7. Ibrahim is Arabic, Albanian, Bosnian, Malaysian, Indonesian, and Dhivehi (a language spoken in the Maldives). The alternate form İbrahim is Azeri and Turkish, and Îbrahîm is Kurdish.

8. Ebrahim is Persian and Arabic.

9. Ibragim is Chechen and Ossetian.

10. Abramo is Italian.

U.S. General Abram Duryée (1815–90), who served in the Union Army in the Civil War

11. Bram is Dutch and English. Like many modern Dutch names, this too began as a nickname.

12. Braam is Limburgish and Dutch.

13. Ebrima is Western African.

14. Ibrahima is also Western African.

15. Brahim is Maghrebi Arabic, a dialect spoken in North Africa.

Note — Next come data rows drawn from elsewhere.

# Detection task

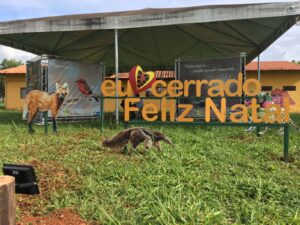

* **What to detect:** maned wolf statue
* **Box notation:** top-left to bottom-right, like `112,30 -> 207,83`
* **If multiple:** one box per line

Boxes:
23,83 -> 69,133
102,127 -> 174,153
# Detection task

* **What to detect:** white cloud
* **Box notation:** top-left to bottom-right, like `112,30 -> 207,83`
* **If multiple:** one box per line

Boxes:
259,25 -> 300,61
0,46 -> 36,63
0,0 -> 297,20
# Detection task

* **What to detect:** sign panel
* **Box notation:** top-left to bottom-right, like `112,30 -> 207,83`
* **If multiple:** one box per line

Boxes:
48,59 -> 103,118
178,57 -> 242,118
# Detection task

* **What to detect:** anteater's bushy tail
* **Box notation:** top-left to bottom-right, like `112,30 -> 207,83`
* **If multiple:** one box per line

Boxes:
22,100 -> 28,120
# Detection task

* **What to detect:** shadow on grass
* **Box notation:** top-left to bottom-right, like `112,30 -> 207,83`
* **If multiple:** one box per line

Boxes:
1,109 -> 300,134
0,109 -> 23,124
0,109 -> 115,130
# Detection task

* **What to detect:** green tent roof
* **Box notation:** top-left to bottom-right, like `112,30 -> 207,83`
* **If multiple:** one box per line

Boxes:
0,1 -> 299,71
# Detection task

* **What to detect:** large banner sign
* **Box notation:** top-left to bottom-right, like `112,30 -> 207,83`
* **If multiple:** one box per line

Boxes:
178,57 -> 241,117
101,64 -> 290,124
48,59 -> 102,118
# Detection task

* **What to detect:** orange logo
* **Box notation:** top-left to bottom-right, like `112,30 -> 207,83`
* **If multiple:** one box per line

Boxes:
129,65 -> 156,94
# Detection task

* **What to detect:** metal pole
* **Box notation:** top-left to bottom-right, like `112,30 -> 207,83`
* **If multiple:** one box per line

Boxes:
100,96 -> 104,132
256,126 -> 260,137
284,123 -> 289,162
257,54 -> 261,81
44,112 -> 48,134
243,53 -> 246,81
240,52 -> 246,103
100,62 -> 105,131
115,29 -> 119,125
176,59 -> 181,117
256,55 -> 261,135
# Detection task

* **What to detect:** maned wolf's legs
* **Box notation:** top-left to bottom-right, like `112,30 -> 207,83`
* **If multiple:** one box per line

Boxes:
51,110 -> 58,132
52,117 -> 57,133
28,108 -> 38,133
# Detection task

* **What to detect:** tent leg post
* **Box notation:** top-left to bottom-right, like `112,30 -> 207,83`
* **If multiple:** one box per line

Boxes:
115,29 -> 119,126
44,112 -> 48,134
100,96 -> 104,132
257,54 -> 261,81
256,126 -> 260,137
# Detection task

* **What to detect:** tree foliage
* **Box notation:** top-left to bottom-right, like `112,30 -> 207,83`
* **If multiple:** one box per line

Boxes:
0,59 -> 22,70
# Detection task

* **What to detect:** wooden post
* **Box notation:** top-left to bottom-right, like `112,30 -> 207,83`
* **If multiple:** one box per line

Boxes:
0,176 -> 16,225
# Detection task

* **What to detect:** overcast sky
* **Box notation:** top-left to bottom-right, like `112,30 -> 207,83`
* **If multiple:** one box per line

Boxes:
0,0 -> 299,62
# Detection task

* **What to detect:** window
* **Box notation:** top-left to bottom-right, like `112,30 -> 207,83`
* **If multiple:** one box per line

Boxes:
261,86 -> 272,91
20,88 -> 27,99
283,86 -> 296,91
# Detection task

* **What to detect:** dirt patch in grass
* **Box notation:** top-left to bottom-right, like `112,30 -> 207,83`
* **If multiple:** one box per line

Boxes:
228,133 -> 257,142
17,159 -> 80,217
31,159 -> 78,192
19,209 -> 94,225
269,153 -> 295,163
72,132 -> 91,141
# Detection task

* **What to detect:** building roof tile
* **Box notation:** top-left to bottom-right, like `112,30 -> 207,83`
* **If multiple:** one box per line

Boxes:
1,61 -> 300,77
246,61 -> 300,71
0,64 -> 26,75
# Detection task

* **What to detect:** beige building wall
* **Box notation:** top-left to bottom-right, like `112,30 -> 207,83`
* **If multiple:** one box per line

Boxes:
5,75 -> 26,110
247,71 -> 300,112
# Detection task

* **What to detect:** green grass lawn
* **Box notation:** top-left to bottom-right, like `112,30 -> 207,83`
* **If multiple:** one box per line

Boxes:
0,109 -> 300,224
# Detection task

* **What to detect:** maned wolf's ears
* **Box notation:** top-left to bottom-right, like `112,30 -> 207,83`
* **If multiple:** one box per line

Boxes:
55,82 -> 61,90
63,83 -> 69,93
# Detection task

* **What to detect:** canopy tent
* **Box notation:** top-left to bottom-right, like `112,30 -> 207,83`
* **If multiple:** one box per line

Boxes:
0,2 -> 299,72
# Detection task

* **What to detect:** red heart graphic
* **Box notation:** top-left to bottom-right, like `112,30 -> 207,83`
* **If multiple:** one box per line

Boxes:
129,65 -> 156,94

16. Aaprahami, or Aaprahammi, is Finnish.

17. Abrahán is Spanish.

18. Abraomas is Lithuanian.

19. Abreham is Ethiopian.

20. Âbréhan is Jèrriais.

Israeli soldier Avraham Avigdorov (1929–2012), recipient of the Hero of Israel award (now the Medal of Valour), in 1949

21. Âparâme is Greenlandic.

22. Ápparan is Sami.

23. Avraam is Romanian and modern Greek.

24. Avrom is Yiddish.

25. Brāhēm is Balochi, a language spoken in Iran, Pakistan, and Afghanistan.

26. Ebәrham is Abkhaz.

27. Ibraahiim, or Ibraahim, is Somali.

28. Ibrahimu is Hausa, a language spoken in northern Nigeria.

29. Iprakhim is Chuvash.

30. Obran is Mordvin.

Irish writer Bram Stoker (1847–1912), best-known as the author of Dracula

31. Ôbróm is Kashubian.

32. Habraham is a rare Latin American–Spanish and French–African form.

Female forms:

1. Abra is English. This is also the Latin word for “maid.”

2. Avra is Hebrew. I’ve always really liked this name.

3. Abrahamina is Swedish. I’m not a fan of this one!

4. Abrahamine is Norwegian. I don’t like this one either.

5. Abarrane may be an obscure feminine form of Abraham. Its etymology is unknown.